Shift 1: Redefining the job
Many chiefs entered the role believing it would be the pinnacle of their career — the moment where chaos finally settled, and the impact felt clean and satisfying. In reality, the chief’s role is not a destination. It’s temporary stewardship. The badge and the office are only temporary. The title is not a crown or lifetime appointment. Stewardship is our oath to protect the community and our people, manage the organization, and do the best that we can with the resources we are provided.
Remember, you are the caretaker of a legacy organization that existed long before you, and it will continue to exist long after you. This mindset can immediately reduce pressure. You no longer have to perfect anything. You only have to shepherd it — and ideally leave it better than you found it. This is a hard lesson to learn, but it is critical for your health.
Shift 2: Reconnecting, but with meaning
Anxiety is loudest when purpose is ignored or simply quiet. It’s critical to determine why you became a firefighter in the first place. Carve out time every week to teach, mentor or read so you can light up that limbic system and build resilience and peace. Walk the bay or kitchen without an agenda. Meet with people during training and not during conflict. Let the department’s mission talk louder than the noise in your head. You need to enjoy the time you have by finding your purpose. We have a very short time on earth, and a single bad diagnosis can drastically shorten it. Please don’t wait — find your meaning and work to advance it.
Shift 3: Creative and contemplative work
Command-level leadership cannot be all about email, budgets, conflicts and crises. That’s a match to a gasoline-drenched limbic system. You must deliberately carve out time for deep thinking — strategic planning, reading, writing and problem-solving. This is a neurological countermeasure against reactivity — an act that builds creativity while helping you strengthen your purpose.
Shift 4: Engineered connection
It’s critical to build a circle of intention around you. This circle could include a peer chief in another state who you trust, a clinician who understands the fire service, a chaplain, a mentor, someone who can hear the unfiltered version of your thoughts without judging your competence or threatening your livelihood. Actual human connection quiets the amygdala for most people. Isolation feeds it.
Shift 5: Modeling healthy leadership
Leadership carries weight. When you talk openly with your officers about managing uncertainty, making imperfect decisions, carrying emotional load and asking for help, you permit them to be human when their turn comes. Model healthy leadership for the next generation. You are not only managing your own anxiety; you’re teaching them how to manage theirs.
Shift 6: Courage in the chief’s job looks different
Courage at the chief level isn’t about running into a burning building. It’s about telling the truth — first to yourself. It’s the courage to redesign your work, to reach out before you hit the wall, to create healthier systems for those who follow. It’s about hard conversations and more complex decisions. It’s about speaking truth to power and being OK to walk away when you are unvalued or asked to compromise your values.

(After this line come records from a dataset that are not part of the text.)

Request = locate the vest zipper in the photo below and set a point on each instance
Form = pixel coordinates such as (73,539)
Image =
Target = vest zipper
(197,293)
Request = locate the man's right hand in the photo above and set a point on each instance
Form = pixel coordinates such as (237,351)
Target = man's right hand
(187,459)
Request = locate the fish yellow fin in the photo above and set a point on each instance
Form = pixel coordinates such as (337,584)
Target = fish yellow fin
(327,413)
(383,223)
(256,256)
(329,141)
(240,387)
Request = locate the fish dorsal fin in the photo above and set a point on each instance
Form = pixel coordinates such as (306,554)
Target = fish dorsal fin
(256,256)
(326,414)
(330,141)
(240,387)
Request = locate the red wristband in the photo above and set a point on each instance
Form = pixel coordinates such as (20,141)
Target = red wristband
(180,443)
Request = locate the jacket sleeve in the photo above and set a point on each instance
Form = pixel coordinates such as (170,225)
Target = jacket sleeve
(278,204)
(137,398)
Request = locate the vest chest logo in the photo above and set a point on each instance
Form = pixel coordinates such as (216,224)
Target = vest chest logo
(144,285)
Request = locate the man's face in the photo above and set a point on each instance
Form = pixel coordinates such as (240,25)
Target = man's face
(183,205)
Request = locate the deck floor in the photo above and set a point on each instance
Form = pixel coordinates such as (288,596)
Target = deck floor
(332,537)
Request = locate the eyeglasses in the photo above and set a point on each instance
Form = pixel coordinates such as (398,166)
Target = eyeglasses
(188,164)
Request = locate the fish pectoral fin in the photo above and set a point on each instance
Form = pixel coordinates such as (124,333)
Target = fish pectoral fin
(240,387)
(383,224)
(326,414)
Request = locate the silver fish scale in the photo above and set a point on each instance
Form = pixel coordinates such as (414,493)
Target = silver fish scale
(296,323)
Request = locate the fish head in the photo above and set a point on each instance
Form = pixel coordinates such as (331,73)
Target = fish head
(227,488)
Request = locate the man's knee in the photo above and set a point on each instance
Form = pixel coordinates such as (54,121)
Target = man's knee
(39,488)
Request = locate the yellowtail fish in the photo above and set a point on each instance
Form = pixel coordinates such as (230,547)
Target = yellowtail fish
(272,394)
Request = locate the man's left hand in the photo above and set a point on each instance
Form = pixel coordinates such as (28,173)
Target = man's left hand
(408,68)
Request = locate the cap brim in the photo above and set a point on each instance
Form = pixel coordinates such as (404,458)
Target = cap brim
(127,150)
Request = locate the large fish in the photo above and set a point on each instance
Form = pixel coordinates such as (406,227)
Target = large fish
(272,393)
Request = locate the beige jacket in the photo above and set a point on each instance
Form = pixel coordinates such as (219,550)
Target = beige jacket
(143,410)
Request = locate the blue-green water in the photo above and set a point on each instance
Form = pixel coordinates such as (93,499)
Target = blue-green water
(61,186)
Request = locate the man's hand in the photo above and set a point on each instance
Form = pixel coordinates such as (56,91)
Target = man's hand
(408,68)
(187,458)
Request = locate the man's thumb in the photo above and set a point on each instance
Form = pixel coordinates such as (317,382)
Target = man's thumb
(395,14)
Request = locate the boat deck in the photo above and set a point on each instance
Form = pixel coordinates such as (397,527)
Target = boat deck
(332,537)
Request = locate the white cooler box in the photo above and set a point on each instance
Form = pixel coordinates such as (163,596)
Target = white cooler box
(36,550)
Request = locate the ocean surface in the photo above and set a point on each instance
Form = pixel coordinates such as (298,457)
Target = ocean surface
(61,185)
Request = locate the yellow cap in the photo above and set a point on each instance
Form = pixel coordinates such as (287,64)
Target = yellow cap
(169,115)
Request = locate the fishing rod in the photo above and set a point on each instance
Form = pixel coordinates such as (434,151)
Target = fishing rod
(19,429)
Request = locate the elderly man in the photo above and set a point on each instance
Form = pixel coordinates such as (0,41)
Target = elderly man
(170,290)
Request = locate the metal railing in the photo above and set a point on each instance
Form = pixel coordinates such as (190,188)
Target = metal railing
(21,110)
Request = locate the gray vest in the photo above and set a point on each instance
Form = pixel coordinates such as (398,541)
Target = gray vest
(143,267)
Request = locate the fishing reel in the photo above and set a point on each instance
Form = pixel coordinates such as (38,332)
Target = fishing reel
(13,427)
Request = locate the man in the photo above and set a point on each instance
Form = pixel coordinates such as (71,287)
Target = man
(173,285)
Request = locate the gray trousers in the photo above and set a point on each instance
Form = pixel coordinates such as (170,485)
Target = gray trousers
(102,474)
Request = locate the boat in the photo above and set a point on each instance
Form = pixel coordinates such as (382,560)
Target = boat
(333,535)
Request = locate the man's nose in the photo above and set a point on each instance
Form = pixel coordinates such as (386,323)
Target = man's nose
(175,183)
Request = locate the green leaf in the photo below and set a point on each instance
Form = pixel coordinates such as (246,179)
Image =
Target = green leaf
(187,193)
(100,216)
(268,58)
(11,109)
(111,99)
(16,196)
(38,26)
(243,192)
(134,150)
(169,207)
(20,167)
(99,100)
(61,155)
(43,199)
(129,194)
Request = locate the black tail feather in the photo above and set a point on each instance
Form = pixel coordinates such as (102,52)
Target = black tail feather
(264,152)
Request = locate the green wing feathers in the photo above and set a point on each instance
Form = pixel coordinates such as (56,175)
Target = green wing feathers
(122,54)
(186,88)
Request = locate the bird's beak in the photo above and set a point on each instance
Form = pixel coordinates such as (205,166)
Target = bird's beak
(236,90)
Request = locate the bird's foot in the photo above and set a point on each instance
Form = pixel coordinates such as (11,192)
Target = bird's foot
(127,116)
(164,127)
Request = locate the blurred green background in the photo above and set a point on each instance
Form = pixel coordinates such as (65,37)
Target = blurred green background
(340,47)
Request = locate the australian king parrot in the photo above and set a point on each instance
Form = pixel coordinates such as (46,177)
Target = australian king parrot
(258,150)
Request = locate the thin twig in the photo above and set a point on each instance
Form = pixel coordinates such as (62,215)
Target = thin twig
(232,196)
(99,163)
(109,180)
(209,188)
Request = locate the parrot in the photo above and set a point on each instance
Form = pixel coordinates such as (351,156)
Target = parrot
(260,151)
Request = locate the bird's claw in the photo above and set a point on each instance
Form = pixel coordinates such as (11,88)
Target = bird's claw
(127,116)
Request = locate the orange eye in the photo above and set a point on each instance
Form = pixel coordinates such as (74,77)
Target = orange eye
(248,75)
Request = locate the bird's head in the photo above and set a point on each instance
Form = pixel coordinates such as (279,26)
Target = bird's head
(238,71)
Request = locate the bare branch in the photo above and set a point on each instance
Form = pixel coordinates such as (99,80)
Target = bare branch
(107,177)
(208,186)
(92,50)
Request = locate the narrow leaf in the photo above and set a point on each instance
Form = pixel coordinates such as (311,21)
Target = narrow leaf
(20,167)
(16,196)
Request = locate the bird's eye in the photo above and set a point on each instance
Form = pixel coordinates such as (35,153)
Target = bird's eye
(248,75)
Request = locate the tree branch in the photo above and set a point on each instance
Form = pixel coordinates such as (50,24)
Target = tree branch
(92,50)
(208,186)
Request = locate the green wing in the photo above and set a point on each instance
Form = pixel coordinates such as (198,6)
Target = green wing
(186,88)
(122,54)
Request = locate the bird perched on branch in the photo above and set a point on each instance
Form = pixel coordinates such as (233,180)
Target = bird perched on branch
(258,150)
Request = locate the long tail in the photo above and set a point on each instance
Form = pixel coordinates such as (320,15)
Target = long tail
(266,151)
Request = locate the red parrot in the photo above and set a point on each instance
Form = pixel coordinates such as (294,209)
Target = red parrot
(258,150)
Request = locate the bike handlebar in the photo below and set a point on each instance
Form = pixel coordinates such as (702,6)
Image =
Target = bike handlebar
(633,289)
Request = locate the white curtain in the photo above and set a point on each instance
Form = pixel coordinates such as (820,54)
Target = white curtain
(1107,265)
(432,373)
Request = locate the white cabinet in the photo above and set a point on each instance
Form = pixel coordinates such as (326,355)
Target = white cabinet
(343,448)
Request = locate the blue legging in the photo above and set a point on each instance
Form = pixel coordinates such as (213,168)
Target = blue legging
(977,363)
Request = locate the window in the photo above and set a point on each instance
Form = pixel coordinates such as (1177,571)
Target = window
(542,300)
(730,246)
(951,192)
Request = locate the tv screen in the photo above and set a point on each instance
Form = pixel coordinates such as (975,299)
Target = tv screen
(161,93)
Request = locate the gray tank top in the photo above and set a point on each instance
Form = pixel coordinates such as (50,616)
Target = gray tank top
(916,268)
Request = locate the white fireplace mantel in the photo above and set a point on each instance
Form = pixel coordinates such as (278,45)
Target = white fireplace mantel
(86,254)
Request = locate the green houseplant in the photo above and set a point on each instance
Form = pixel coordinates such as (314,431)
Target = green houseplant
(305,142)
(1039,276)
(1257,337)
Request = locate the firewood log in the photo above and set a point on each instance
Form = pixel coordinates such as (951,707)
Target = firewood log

The real reward of leadership
If you’re already a fire chief, you know this terrain. If you’re aspiring to be one, none of this is meant to discourage you. The role is incredibly meaningful and critical. It matters. And the fire service needs strong, steady, healthy people at the helm. But the badge and bugles aren’t the reward. Staying grounded, steady, connected — and human! — while leading others through complexity is the reward. And it’s achievable. It just requires deeper work on ourselves, the highest levels of honesty and vulnerability, and a deep understanding of our physical and mental selves.